Dhruv, Jake and chris are working on this portion so they could probably hop in here.
Just pushed/committed a version using a new test class object and ArrayList of the test object. I tried to use HashMap but couldn't get it to work. Maybe I'm missing something...but I'll try again later.
edit: using { and } instead of less than and greater than signs since git tries to interpret those as html tags (I think)
tldr: executeNonQuery(String) returns 1 on success, 0 on fail executeScalar(String) returns Object that can be type casted by the caller executeNonScalar(String) returns ArrayList{ArrayList{Object}} by using exampleList.get(row).get(col) we can pull any value out using row/column numbering (depending on your sql query)
Ok I finished up the execute methods (non-query, scalar and non-scalar) earlier. Right now the returns are 1 or 0 for non-query (1 = success, 0 = fail), scalar returns an object (depending on the query, you'll type cast the object), and non-scalar returns an ArrayList{ArrayList{Object}}. I notice that there are some references to non-scalar returning a ResultSet but I don't think that will work. ResultSet closes/frees when the method returns resulting in an empty ResultSet.

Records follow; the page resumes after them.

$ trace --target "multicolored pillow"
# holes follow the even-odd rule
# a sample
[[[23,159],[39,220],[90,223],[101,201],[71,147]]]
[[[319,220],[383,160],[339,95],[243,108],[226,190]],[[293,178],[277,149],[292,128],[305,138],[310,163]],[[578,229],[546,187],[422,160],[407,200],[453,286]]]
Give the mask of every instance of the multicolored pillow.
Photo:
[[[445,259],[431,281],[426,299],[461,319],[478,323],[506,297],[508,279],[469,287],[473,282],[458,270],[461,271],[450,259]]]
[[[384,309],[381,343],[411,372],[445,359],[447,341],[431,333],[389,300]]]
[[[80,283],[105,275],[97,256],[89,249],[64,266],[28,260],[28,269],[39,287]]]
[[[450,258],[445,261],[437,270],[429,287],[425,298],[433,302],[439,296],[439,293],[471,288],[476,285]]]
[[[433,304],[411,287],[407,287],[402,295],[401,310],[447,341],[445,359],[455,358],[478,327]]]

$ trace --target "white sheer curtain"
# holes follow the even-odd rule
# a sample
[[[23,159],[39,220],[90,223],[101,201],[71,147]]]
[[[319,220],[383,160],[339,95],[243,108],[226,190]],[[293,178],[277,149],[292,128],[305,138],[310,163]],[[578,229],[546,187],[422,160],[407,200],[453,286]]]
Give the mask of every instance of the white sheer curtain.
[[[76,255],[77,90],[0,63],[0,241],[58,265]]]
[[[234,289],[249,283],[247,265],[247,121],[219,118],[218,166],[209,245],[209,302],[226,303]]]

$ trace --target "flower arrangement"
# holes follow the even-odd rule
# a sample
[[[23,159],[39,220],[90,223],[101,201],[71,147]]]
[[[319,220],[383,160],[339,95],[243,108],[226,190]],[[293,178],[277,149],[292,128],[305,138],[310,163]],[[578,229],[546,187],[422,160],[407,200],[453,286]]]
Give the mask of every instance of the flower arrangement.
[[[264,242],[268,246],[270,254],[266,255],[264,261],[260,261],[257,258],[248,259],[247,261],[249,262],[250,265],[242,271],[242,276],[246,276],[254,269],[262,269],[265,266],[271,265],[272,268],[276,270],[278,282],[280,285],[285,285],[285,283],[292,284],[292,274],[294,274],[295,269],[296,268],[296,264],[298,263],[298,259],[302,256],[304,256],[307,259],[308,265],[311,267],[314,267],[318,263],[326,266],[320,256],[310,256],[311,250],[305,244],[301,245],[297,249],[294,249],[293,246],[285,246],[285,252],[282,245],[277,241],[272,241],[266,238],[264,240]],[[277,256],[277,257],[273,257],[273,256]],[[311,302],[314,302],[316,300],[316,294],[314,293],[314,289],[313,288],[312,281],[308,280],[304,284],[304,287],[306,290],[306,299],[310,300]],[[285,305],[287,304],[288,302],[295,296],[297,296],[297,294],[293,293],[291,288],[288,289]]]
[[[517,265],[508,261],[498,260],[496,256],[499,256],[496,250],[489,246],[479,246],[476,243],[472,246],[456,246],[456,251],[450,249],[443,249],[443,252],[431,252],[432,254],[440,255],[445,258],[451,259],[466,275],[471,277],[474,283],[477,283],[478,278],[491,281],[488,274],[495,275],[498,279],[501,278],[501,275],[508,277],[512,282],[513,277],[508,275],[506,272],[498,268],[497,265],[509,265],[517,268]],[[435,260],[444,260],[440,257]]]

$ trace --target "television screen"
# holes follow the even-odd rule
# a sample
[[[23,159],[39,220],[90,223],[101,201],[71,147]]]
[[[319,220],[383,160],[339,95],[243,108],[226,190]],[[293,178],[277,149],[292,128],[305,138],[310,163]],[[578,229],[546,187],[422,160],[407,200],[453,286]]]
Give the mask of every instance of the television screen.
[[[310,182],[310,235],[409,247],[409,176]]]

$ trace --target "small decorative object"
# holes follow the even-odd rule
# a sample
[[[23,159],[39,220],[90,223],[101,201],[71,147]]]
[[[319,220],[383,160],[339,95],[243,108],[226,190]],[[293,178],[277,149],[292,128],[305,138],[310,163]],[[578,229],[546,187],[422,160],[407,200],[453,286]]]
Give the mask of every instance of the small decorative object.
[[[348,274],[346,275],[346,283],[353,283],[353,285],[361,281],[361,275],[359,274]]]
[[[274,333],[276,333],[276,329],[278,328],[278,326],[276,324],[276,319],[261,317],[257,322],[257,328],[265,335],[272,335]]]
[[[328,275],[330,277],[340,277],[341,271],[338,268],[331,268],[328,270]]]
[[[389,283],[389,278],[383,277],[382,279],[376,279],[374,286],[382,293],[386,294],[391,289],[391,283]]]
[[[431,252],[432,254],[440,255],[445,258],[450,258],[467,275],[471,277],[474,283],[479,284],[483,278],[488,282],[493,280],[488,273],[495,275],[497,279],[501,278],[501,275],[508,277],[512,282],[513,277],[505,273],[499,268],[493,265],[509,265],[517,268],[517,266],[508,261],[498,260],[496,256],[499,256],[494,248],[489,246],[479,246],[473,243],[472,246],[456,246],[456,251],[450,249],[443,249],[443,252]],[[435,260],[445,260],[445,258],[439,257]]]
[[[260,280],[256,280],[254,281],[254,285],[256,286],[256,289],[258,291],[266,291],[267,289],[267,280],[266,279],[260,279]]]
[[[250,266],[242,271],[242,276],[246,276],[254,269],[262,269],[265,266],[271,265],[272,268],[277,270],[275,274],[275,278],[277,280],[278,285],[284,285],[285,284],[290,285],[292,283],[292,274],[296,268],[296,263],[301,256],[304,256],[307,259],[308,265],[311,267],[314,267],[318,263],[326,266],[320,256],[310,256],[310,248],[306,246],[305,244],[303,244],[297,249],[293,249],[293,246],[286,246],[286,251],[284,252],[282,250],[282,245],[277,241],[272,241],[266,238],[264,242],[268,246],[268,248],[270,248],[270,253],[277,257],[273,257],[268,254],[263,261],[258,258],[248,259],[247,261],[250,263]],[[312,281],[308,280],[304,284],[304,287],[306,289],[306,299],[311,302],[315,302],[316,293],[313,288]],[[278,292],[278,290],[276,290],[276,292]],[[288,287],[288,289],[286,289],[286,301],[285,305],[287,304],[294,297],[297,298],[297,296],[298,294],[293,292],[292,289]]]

So an example using the ArrayList{ArrayList{Object}} we have the current call in pharmacyManager
sql = "SELECT LowStockThreshold, OverstockThreshold " +
"FROM Medications " +
"WHERE Name = " + name + ";";
rs = datatier.executeQuery(sql);
rs.next();
//set thresholds
lowFlag = rs.getInt("LowStockThreshold");
overFlag = rs.getInt("OverstockThreshold");
can be rewritten as:
// (sql query is the same) sql = "SELECT LowStockThreshold, OverstockThreshold " + "FROM Medications " + "WHERE Name = " + name + ";"; ArrayList{ArrayList{Object}} testList = executeNonScalar(sql); int i; for(i = 0; i < testList.size(); i++){ lowFlag = (int)testList.get(i).get(0); overFlag = (int)testList.get(i).get(1); }
We use get(0) and get(1) because we know there are only two columns from our sql query. We cast them to int's because it returns objects and we're expecting int's. The "width" or number of columns will always be the number of items we "select" and in order that we select them while number of rows will vary depending on how many results we have.
Hopefully this made sense! Let me know if you would like me to make changes to the return types and accesses.
If we execute a non-scalar query, to get all medicines in the table for example, what is it returning? I know in 341 we worked with DataSets and adapters.